PhD Defense Presentation: Scott Goddard

SCOTT GODDARDgoddard_scott

Ph.D Candidate, Department of Statistics
Texas A&M University


“Restricted Most Powerful Bayesian Tests”

 

ABSTRACT

Uniformly most powerful Bayesian tests (UMPBTs) are defined to be Bayesian tests that maximize the probability that the Bayes factor against a fixed null hypothesis exceeds a specified evidence threshold.  Unfortunately, UMPBTs exist only in a relatively limited number of testing scenarios, and in particular they cannot be defined for most tests involving linear models.  In this article, we generalize the notion of UMPBTs by restricting the class of alternative hypotheses that are considered in the test of a given null hypothesis.  We call the resulting class of Bayesian hypothesis tests restricted most powerful Bayesian tests (RMPBTs). We then derive RMPBTs for linear models by restricting the class of possible alternative hypotheses to g-priors.

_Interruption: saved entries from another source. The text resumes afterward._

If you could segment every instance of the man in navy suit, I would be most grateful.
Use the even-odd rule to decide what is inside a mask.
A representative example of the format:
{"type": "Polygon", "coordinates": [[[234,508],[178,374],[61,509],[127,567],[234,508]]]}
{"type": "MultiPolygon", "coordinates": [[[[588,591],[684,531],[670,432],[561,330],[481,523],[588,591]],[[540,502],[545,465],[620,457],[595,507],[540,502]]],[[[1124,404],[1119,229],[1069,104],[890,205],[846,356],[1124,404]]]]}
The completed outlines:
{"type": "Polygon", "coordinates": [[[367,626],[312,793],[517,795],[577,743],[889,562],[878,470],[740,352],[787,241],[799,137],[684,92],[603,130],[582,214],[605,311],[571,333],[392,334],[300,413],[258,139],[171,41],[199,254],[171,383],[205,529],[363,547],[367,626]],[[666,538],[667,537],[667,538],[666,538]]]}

An important feature of the resulting class of tests is that their rejection regions coincide with the rejection regions of usual frequentist F-tests, provided that the evidence thresholds for the Bayesian tests are appropriately matched to the size of the classical tests.  This correspondence leads to the definition of default Bayes factors for many common tests of linear hypotheses.  We illustrate the use of RMPBTs in the special cases of ANOVA and one- and two-sample t-tests. We then use RMPBTs to develop a novel Bayesian variable selection method and compare its performance to other Bayesian tests based on g-priors in a sequence of numerical examples.

Finally, a software package for R is detailed which implements the RMPBTs described herein as well as many of the UMPBTs that have been developed.